Szalavitz: Yes, that was in 1991. Eight people, many of whom were affiliated with ACT UP, were charged with needle possession for attempting to provide drug users with clean needles. A judge acquitted them because the AIDS pandemic, she said, justified their actions. Richard Elovich was a white gay performance artist who was in recovery from addiction and served as one of the attorneys. Daniel Keith Williams was a Black, gay graphic designer. Jon Parker, another person in recovery, was known as the “Johnny Appleseed” of needles. Cynthia Cochrane was a nurse. Kathryn Otter was a trans woman in recovery who is now a politician in Alaska. Gregg Bordowitz was a filmmaker in recovery who was also out about being HIV-positive. And there were two lesbian activists, Debra Levine, a theater director, and Monica Pearl, an author and editor. Their case was a turning point.
Do you think Michelle Alexander’s book The New Jim Crow impacted criminal justice policy and helped to move it more toward harm reduction?
Gardner: It helped to explain things that people didn’t understand and didn’t want to look at, and made it kind of inescapable. The New Jim Crow was serendipitous: it came out at just the right time. The fact that it happened to align with the overdose epidemic — and the kinder, gentler approach that was being used — and the way Alexander grounded it in a deep history of how Black people had been punished and criminalized was really useful.
Szalavitz: It would be hard to read her book and not see that this is a racist system. If incarceration was really the best way of dealing with drugs, white people would be locked up as much as Black people are. And they aren’t, which became really obvious when white parents started getting fed up with the drug war during the overdose crisis.
Gardner: And doing this work, we can see how much people internalize the criminalization and stigma. For example, there’s a divide that continues between people who are formerly incarcerated who don’t have drug problems and formerly incarcerated people who do. The “junkies” don’t want to work with the “ex-cons,” or actually, the “ex-cons” don’t want to work with the “junkies.”
So we who are on the “junkie” side are happy to work on justice reform and abolition and all that other stuff, but the “ex-cons” are not happy to work on drug policy.
Szalavitz: You had an interesting experience with that divide when you were in treatment for addiction yourself, at Phoenix House [a national substance use treatment organization].

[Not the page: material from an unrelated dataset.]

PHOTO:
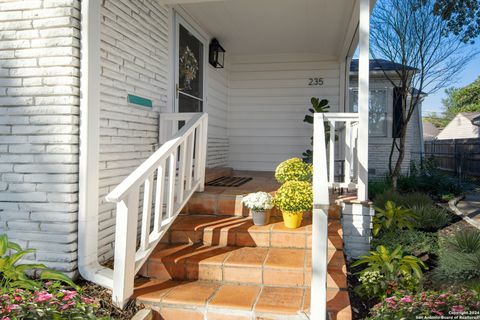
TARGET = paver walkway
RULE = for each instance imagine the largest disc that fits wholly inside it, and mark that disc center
(470, 207)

Gardner: I was there in 2007 with all of these young men who were dealers. They were diverted from doing a prison sentence, but they really weren’t addicted to drugs and did not consider cannabis a drug. So, they would say that they were “addicted to making money.” These young men were in there with their customers. Because the rest of us were just older drug users. These young guys, they smoke weed, but they didn’t do any of the product they were selling. They were going through a “therapeutic” approach to dealing with their addiction to making money. I remember one young man told me, “I decided to do it this time. But next time, it’s just better to jail it, because this is bullshit.”
Szalavitz: They didn’t want therapy.
Gardner: We were doing, like, emotional excavation. They wanted no part of that. They didn’t see themselves as needing it.
Szalavitz: Well, maybe some people in the one percent ought to be in therapy for their addiction to money.
Gardner: That’s the issue, right? Because the harms of being addicted to money for the one percent are not the same as the harms of being “addicted to making money” for these young men. These young men just don’t have enough money to live and for their families to live — that is the problem. It’s not addiction.